Jeff Opland has been awarded the Order of Ikhamanga: Silver for his outstanding contribution to the field of history and an impressive body of works in literature. The award read: “Your work exhumes stories of the dead and brings them to life so that the living can continue to learn and benefit.”

The Ikhamanga flower (more commonly referred to as the strelitzia, crane, or bird or paradise flower) is one of the world’s most recognisable flowers and is indigenous to the Eastern Cape. The Ikhamanga is the central motif of the Order of Ikhamanga and symbolises the unique beauty of the achievements of South Africans in the creative fields of arts, culture, literature, music, journalism and sport.

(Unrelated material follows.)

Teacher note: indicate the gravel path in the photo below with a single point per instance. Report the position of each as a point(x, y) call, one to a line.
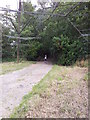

The Opland Collection of Xhosa Literature is the academic library of Jeff Opland assembled in the course of his research into Xhosa folklore, especially praise poetry, and the history of Xhosa literature. Its contents include field recordings of Xhosa poets (1969–85), books and pamphlets in isiXhosa, and copies of literature published in ephemera. The Publications Series draws on material in the Collection, and presents diplomatic editions with English translations of significant works in isiXhosa, for the most part previously unrecognised or unavailable as published books, and studies of material in the Collection.

The ceremony will be held at the Presidential Guest House on 28 April 2017.